Alad-flox Mouse

Alad, also known as delta-aminolevulinic acid dehydratase, is involved in the synthesis of haem. It catalyzes the second step in the heme biosynthesis pathway, which is crucial for various biological processes such as oxygen transport and energy metabolism [2,6].

ALAD porphyria is an autosomal recessive disorder caused by a homozygous ALAD deficiency. Patients with this disorder excrete a large amount of ALA but not PBG into urine, and symptoms are similar to AIP but can be differentiated by inheritance pattern, PBG production, and ALAD activity [1].
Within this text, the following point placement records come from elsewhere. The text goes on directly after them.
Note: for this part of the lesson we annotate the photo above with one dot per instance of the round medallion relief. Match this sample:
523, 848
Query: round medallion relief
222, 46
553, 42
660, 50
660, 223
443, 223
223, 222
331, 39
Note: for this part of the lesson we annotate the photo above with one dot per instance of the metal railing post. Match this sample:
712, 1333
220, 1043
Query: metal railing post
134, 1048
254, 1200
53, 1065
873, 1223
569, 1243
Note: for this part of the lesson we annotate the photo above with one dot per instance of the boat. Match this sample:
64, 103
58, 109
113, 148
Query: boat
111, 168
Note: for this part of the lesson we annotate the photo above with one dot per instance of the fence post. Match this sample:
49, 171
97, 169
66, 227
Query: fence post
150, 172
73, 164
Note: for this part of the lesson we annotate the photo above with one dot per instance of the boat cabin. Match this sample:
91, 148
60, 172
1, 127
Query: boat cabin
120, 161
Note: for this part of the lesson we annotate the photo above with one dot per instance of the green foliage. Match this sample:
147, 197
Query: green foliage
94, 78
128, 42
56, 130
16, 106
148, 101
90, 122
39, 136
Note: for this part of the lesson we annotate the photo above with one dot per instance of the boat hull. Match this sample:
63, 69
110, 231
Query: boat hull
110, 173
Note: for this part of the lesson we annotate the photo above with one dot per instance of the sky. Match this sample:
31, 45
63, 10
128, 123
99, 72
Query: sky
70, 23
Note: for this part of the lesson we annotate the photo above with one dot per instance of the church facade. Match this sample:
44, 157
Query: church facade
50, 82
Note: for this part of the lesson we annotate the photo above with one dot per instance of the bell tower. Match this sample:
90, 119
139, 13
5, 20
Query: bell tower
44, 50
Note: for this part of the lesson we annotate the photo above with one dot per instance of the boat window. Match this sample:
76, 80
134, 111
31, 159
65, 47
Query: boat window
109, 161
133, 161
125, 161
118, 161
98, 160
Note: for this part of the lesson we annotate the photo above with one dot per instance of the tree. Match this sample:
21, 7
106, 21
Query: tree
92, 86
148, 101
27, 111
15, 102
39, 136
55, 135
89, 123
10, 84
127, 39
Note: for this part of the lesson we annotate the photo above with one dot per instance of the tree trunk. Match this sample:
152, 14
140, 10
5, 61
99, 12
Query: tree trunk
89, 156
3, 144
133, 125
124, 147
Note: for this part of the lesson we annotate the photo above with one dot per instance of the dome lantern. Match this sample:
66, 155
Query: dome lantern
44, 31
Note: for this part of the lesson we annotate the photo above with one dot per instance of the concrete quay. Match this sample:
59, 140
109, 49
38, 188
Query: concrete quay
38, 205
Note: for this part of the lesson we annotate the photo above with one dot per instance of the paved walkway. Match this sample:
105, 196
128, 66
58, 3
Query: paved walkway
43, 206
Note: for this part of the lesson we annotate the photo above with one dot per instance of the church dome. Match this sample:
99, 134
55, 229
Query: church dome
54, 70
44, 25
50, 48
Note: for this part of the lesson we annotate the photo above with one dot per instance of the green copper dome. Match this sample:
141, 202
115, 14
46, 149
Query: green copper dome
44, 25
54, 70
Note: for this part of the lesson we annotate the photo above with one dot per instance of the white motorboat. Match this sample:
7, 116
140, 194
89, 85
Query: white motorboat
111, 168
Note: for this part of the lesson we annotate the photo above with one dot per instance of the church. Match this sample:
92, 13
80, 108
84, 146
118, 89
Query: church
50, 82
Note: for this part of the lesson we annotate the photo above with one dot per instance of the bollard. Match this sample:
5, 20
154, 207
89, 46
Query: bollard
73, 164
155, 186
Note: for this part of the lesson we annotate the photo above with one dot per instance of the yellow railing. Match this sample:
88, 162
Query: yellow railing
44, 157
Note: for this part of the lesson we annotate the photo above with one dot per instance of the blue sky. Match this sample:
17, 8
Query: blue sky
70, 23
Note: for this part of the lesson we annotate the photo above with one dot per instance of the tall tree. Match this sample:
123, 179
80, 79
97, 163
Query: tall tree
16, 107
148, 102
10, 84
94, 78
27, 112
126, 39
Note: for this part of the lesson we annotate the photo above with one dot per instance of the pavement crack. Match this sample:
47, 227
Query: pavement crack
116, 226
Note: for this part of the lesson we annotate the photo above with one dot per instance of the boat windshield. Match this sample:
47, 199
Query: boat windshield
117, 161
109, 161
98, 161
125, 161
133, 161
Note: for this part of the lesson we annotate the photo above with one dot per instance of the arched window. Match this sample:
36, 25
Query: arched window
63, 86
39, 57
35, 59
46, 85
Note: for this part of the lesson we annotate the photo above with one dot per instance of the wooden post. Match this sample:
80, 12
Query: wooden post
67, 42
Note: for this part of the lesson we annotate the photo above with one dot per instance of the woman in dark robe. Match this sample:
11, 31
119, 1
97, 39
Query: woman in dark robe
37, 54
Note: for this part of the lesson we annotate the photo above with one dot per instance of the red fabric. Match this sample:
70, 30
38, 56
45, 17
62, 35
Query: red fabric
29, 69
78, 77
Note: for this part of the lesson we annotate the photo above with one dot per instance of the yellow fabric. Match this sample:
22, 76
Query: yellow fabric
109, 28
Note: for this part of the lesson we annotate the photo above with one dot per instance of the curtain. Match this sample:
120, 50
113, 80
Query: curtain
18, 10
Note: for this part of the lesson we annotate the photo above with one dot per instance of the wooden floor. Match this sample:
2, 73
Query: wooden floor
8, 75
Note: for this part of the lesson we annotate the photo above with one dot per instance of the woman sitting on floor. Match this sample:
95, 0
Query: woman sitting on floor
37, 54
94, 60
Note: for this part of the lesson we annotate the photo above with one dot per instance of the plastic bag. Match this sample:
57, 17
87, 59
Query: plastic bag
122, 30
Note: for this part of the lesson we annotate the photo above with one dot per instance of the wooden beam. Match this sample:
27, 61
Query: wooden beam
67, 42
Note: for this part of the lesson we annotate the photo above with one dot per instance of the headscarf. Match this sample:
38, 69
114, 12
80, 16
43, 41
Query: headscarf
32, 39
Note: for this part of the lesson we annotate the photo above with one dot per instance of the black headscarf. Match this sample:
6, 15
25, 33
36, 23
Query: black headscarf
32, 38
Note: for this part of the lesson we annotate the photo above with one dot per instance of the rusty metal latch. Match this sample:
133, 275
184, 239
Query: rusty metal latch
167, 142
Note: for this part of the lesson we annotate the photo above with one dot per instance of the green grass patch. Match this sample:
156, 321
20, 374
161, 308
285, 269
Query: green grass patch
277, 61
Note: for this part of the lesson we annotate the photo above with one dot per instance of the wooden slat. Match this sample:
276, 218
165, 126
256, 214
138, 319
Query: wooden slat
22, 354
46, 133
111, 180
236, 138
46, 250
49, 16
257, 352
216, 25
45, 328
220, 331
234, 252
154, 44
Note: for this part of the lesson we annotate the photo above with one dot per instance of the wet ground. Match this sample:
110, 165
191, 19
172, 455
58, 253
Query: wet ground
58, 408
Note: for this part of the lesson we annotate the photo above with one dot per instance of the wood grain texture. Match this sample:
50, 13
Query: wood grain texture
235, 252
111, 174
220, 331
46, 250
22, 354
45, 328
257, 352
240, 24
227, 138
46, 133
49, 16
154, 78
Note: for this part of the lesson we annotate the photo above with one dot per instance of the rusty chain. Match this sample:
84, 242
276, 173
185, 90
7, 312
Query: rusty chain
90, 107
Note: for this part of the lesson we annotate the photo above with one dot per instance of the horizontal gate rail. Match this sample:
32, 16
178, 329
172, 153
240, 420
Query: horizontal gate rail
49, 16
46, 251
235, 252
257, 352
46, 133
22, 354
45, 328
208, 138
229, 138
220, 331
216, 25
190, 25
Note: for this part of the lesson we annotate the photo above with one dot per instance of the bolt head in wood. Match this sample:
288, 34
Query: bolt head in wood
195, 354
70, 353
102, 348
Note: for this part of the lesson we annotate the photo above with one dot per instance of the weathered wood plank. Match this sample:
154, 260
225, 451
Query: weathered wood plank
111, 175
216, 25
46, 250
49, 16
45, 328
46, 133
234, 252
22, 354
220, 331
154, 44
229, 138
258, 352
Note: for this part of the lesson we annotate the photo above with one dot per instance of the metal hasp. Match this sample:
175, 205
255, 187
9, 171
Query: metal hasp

The ALAD gene is polymorphic, with alleles δ-ALAD-1 and δ-ALAD-2 producing different phenotypes. The δ-ALAD-2 allele may be linked to high lead concentration in the body, and there are debates on whether it provokes or reduces lead toxicity [2]. Some studies have found associations between ALAD SNPs and lead or mercury levels in pregnant women and their newborns [3]. In Mexican children, ALAD genotype may be a susceptibility factor for the effects of lead on child growth [5]. In hepatocellular carcinoma, low expression of ALAD is correlated with poor prognosis [4].

In conclusion, Alad is essential for heme synthesis. Studies related to its polymorphism and deficiency have revealed its role in porphyria, lead-related health issues, and cancer prognosis. These findings from various research models contribute to understanding the biological functions of Alad and its implications in different disease conditions.